The ground was frozen as I made my way on the cold, dark beach to my favourite mark.  No wind, freezing, a clear sky and a calm sea made for almost perfect fishing conditions.  First cast was about 4.15am with the meteorite shower quite active.  The bait was fresh lug worm tipped with squid on pennal pulley rigs with size one and two hooks.  It was difficult to see how far my cast went but I can usually top 100 yards with my 16 feet Penn Affinity and Emcast.

Twenty minutes passed and then I noticed the tension release on the rod tip.  My head light showed the rod gradually straighten as something must have moved the 6oz breakaway lead from the seabed.  I wound down to check whether the lead was still gripping and then I felt a thump, thump.  ‘Fish On’ I thought, and realised that it was something big that would not be bullied.  By myself (apart from Cassie), in the dark and working only by my headlight and beach tilley lamp it was difficult to play a very strong fish.

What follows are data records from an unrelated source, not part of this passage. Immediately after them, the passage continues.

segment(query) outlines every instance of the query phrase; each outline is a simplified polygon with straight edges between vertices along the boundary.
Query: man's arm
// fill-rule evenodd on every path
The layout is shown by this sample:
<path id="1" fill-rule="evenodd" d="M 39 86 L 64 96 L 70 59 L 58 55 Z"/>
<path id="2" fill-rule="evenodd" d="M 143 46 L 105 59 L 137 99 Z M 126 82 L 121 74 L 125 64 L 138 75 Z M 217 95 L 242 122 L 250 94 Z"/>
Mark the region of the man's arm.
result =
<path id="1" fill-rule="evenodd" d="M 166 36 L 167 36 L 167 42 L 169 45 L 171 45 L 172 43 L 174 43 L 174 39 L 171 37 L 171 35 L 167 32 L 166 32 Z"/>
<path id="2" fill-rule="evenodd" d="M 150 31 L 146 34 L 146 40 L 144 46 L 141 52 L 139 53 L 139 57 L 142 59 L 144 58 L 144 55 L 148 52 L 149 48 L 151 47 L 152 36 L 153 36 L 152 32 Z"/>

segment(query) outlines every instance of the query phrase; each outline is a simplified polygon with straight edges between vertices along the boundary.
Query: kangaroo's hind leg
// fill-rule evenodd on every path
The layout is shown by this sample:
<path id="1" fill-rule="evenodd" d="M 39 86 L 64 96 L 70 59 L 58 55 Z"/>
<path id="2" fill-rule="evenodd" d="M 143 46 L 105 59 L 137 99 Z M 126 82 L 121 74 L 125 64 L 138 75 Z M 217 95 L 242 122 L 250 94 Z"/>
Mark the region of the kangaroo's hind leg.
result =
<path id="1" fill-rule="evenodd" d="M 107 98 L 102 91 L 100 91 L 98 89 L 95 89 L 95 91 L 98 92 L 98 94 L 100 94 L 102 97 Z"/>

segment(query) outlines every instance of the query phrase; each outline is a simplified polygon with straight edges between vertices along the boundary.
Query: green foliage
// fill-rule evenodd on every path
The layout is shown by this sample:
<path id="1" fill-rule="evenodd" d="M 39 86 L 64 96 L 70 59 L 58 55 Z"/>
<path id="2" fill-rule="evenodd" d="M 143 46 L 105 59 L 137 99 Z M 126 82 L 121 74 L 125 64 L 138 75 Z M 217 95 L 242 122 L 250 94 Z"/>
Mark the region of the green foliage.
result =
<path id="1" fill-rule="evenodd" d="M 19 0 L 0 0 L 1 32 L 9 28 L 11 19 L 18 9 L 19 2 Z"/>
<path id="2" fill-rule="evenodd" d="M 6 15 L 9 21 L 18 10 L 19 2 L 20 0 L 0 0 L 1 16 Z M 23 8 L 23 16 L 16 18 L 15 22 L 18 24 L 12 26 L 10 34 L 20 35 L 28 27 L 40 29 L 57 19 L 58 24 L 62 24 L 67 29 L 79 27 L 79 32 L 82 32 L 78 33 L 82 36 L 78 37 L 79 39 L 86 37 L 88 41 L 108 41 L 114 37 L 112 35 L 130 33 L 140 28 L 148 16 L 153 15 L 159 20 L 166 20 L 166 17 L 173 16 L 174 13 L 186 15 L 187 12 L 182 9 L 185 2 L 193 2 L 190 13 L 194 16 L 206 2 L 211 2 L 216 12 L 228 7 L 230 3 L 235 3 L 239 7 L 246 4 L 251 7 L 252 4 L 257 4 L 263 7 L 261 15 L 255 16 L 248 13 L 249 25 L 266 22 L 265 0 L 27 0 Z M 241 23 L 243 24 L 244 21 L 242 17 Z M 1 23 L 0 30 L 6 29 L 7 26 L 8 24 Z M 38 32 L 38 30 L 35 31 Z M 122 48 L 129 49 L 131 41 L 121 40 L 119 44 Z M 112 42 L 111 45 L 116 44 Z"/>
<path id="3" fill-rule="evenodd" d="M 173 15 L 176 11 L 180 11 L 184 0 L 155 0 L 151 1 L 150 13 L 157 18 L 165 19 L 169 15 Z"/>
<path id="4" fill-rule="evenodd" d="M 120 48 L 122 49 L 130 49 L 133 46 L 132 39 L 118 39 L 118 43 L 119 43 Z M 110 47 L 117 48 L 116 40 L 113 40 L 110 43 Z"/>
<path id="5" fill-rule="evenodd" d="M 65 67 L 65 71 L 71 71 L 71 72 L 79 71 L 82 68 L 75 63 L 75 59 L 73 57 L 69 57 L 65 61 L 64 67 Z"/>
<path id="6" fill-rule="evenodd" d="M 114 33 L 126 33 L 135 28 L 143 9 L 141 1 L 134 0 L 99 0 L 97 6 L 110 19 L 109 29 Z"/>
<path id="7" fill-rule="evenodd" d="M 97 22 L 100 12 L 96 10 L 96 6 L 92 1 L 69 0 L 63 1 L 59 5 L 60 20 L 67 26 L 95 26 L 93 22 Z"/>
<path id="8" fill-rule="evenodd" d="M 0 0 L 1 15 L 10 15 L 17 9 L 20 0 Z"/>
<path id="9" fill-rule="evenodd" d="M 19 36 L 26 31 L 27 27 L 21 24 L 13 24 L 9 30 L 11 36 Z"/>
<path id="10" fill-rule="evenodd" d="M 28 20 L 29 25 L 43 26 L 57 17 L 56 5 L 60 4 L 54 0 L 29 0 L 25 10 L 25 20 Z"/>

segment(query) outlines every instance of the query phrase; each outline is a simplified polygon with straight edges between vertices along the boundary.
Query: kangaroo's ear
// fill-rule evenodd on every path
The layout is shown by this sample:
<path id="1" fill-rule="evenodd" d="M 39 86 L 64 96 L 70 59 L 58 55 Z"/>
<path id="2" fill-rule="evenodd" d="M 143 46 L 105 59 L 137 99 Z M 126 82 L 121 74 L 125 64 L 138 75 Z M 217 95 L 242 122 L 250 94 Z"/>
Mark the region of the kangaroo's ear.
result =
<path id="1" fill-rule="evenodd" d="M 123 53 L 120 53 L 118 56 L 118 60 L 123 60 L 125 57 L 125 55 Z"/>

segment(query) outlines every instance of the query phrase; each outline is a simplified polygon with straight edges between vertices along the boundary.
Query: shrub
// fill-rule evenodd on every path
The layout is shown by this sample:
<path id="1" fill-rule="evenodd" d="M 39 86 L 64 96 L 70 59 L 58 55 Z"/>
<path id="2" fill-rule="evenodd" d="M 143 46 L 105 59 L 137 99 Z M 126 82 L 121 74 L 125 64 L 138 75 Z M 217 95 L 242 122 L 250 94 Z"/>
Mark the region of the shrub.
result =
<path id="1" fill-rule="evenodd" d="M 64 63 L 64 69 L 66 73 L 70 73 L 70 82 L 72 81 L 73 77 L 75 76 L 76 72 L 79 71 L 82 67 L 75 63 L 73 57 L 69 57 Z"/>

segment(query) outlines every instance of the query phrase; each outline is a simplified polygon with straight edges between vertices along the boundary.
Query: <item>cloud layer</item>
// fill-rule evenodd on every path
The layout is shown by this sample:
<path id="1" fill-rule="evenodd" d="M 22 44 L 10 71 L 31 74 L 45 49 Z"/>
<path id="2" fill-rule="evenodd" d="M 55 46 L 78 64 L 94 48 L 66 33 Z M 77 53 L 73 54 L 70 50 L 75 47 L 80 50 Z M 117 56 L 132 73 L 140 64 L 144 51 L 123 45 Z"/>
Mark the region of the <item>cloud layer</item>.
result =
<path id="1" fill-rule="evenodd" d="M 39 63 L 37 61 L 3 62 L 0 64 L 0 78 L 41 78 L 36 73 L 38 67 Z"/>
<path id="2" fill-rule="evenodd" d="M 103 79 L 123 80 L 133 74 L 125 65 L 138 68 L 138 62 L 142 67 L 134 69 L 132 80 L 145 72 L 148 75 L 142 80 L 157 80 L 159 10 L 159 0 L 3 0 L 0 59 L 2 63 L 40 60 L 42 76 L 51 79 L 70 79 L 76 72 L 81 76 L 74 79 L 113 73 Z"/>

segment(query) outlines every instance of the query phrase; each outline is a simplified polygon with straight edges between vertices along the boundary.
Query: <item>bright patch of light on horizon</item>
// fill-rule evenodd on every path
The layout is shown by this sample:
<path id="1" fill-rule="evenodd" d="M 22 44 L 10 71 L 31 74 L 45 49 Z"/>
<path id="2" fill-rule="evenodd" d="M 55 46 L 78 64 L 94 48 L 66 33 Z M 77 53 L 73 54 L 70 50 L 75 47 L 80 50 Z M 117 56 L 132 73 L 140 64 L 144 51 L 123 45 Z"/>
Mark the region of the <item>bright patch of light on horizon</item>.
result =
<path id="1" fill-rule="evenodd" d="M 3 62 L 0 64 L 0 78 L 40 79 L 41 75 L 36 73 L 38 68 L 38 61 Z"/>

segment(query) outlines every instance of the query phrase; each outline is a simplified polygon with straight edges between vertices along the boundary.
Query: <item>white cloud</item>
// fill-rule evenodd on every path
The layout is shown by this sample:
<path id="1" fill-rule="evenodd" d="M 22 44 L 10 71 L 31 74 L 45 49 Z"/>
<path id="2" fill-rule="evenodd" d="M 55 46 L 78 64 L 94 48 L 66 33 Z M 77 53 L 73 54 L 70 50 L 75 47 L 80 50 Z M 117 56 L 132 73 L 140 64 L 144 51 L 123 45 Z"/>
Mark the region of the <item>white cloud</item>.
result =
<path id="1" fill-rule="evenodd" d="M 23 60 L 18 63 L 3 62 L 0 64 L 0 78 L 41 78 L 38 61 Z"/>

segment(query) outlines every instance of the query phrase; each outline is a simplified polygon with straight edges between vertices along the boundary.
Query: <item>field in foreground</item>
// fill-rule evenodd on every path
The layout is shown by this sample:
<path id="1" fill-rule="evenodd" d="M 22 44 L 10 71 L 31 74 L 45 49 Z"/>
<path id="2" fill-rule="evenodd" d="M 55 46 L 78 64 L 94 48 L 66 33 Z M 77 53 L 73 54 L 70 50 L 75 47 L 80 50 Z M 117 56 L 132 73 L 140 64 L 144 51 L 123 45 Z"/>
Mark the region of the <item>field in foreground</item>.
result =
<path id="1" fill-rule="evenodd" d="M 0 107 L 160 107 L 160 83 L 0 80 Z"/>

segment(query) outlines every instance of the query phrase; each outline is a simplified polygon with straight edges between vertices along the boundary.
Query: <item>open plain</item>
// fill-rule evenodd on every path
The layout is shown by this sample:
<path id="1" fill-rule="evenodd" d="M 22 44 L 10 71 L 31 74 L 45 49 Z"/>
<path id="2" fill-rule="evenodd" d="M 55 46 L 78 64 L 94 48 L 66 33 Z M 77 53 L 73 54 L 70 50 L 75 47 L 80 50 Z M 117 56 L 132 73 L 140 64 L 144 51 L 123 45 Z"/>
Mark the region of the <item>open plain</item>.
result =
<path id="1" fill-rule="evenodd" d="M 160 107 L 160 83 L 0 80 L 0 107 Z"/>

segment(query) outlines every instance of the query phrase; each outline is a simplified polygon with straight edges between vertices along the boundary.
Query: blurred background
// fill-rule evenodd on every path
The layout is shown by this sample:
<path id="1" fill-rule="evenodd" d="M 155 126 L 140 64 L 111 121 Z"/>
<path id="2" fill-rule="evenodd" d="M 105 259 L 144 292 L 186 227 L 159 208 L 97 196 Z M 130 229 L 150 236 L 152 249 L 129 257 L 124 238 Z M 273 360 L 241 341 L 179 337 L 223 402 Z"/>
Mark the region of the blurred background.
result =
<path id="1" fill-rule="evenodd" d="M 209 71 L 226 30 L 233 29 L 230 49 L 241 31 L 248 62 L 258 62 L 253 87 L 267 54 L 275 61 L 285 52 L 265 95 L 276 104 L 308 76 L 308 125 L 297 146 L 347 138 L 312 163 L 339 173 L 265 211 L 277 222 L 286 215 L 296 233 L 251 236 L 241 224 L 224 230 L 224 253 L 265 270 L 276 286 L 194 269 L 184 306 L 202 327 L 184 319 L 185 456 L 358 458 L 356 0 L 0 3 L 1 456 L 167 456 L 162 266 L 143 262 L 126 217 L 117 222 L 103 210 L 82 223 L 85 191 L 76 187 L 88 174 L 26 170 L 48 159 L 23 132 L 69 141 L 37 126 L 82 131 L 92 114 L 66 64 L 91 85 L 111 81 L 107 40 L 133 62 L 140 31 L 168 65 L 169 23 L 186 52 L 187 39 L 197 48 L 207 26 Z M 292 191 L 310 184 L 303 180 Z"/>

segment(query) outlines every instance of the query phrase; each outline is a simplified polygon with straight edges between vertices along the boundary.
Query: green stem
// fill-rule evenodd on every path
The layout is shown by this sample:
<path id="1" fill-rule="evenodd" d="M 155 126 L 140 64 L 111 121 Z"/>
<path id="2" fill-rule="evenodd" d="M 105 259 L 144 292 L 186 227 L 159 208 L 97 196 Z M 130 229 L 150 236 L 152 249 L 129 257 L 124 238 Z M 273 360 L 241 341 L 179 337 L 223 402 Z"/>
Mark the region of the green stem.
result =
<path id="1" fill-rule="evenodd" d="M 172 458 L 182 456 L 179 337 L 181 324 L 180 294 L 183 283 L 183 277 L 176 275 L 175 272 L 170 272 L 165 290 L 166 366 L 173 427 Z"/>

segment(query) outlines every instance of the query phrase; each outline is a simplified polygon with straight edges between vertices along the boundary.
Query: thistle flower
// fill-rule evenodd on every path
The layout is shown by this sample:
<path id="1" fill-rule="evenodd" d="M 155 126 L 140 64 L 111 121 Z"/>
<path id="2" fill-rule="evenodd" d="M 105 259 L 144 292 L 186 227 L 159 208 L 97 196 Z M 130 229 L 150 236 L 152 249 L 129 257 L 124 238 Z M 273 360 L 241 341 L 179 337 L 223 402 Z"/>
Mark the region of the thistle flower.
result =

Would the rig hold out, would the shock leader knot hold, would the fish get snagged? – hundreds of things flash around the mind but as the adrenaline kicks in, the buzz that anglers dream of is there to be enjoyed.  The hunting instinct was there and it was down to experience, the gentle touch and co-ordination of man and tackle to land the fish.  It was a text book ten minutes of not being too rough and getting it through the swell to the last wave.  I saw it surface in the surf and fought to get it up the beach.  As the wave receded I saw this North Sea monster in the sand.  I tried to grab its tail but missed and slid off in the dark.  It took a well placed size 13 wellington boot to help it up the beach.

When I got the headlight on it for the first time I saw it was a huge cod in the 16 lb region.  I stood in awe, took some deep breaths, a couple of whoops and dispatched the monster to its maker with a piece of drift wood.

I thought, ‘I’ve got to tell someone.’  I rang my fishing friend, Stewart, at 4.50am, apologised for the early morning call and told him my news.  He muttered something about ‘golden balls’ and was soon wide awake revelling in my catch.  He thanked me for waking him up as he would now be able to listen to the Ashes Test Match live.

The next problem was getting the fish back to the van.  It was too big for my box and I didn’t have a big enough carrier bag.  Somehow I got it back to my local fishing tackle shop where it was weighed at 16lbs 8oz and photographed. 

After more photos at home the post mortem revealed the only thing in its stomach was a 5 inch flat fish.  Each filet weighed 4lbs and when cut into generous portions there was enough for over 12 meals.

What a session as I had caught another cod of 2lbs and a decent bite which didn’t connect.  It was a day I’ll never forget and a PB that I doubt I’ll never better.  This was an excellent reward for persevering during these recent extreme conditions with many blank outings. Keep at it friends, and enjoy your fishing.